I understand that this book is one which, together with other such monumental tomes such as Proust’s great work is most often claimed to have been read by those who were unable to finish it. I’m not surprised. Certainly for me, the multiplicity of unfamiliar names made keeping track of the cast of characters difficult. I found myself needing to refresh my memory as characters who had been absent for long passages suddenly popped back into view. The distinction between Muslim and Hindu names was obscure to me though clearly obvious to those familiar with Indian society. Various Indian words, most of them foreign to me, peppered the text. I was glad of the Kindle facility to highlight words which are then displayed in the dictionary or Wikipedia. Mostly.

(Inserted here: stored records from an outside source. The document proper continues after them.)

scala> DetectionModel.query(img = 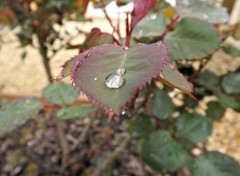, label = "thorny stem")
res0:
[71,113,95,151]
[161,15,180,41]
[92,133,131,176]
[100,0,122,39]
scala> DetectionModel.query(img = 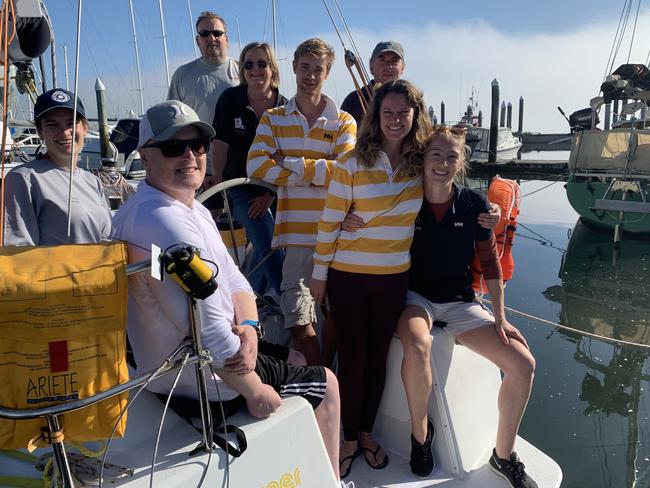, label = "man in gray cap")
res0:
[112,100,345,486]
[341,41,405,126]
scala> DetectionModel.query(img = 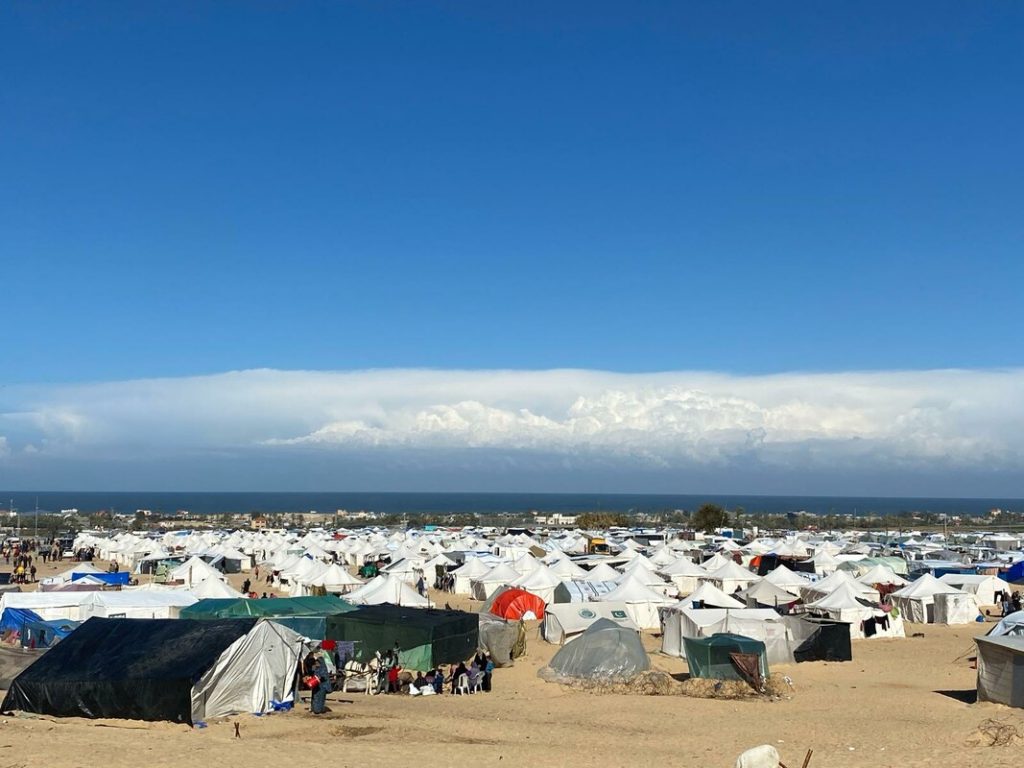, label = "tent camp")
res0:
[181,595,355,640]
[0,643,49,690]
[554,582,618,603]
[476,613,526,667]
[345,573,430,608]
[892,573,979,624]
[662,604,794,664]
[538,618,650,681]
[657,557,708,595]
[987,610,1024,637]
[468,563,522,600]
[701,560,761,595]
[679,582,743,608]
[782,615,853,663]
[541,603,640,645]
[975,635,1024,707]
[2,618,306,724]
[0,589,197,622]
[489,587,544,621]
[807,585,906,640]
[939,573,1010,605]
[684,634,768,680]
[327,605,479,672]
[22,618,81,648]
[599,573,676,630]
[736,579,800,608]
[452,557,494,595]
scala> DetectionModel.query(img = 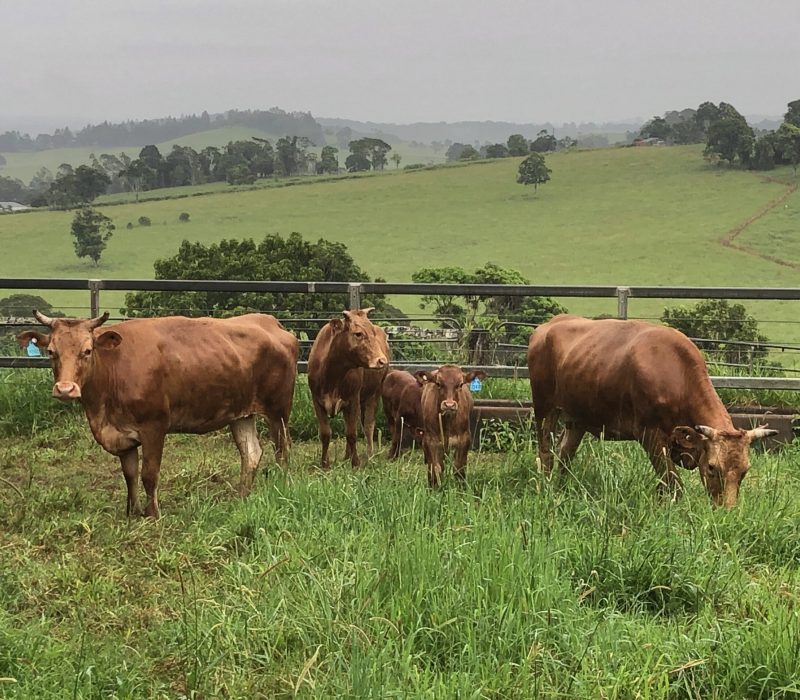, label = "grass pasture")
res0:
[0,376,800,700]
[0,147,800,342]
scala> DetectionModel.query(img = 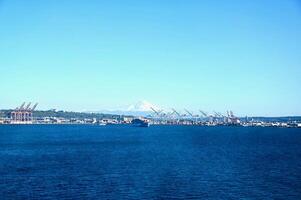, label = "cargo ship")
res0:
[132,119,149,127]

All in all, a great work of English literature which offers an insight into the recent history of Indian patrician society and thus into the attitudes, values, and prejudices of their contemporary descendants.


Review #5

free audio A Suitable Boy (A Bridge of Leaves #1) – in the audio player below


I read this when it came out, and returned to it at the start of lockdown. It’s fantastic.

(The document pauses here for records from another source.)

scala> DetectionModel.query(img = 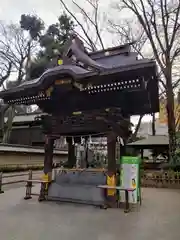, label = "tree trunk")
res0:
[2,106,15,143]
[166,73,176,163]
[152,113,156,136]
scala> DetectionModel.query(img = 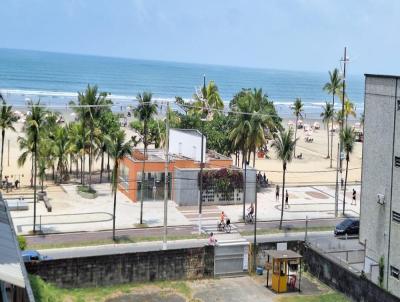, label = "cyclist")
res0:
[219,211,226,225]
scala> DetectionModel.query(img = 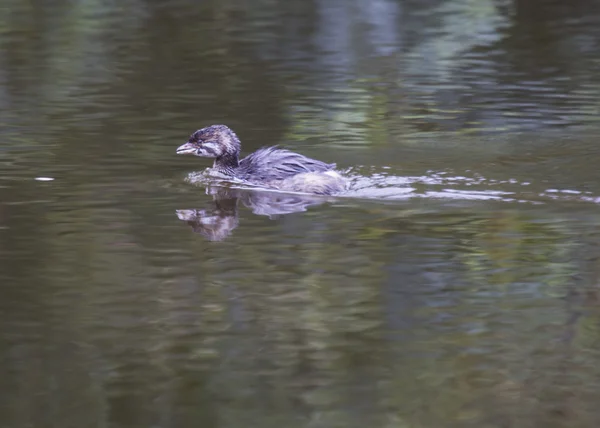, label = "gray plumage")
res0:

It is, at its core, the story of Mrs Rupa Mehra’s hunt for a husband (a suitable boy) for her daughter, Lata.

It’s also the story of the Mehra family, the Chatterjis, the Kapoors and the Khans. It’s the story of the modern generation trying to find their way in the world, it’s the story of Hindu/Muslim tensions, of the world’s largest democracy learning how to be, a story of shoe making, of the perfect mango, of the tensions between town and country. It’s the story of India at its birth.

It’s immersive and beautiful and wise and true and funny and sad and angry and a celebration of life. It’s extraordinary. If you want something to take you out of lockdown and into a riot of sights, sounds, smells and tastes, this is the book to do it. If you don’t read it now, when will you?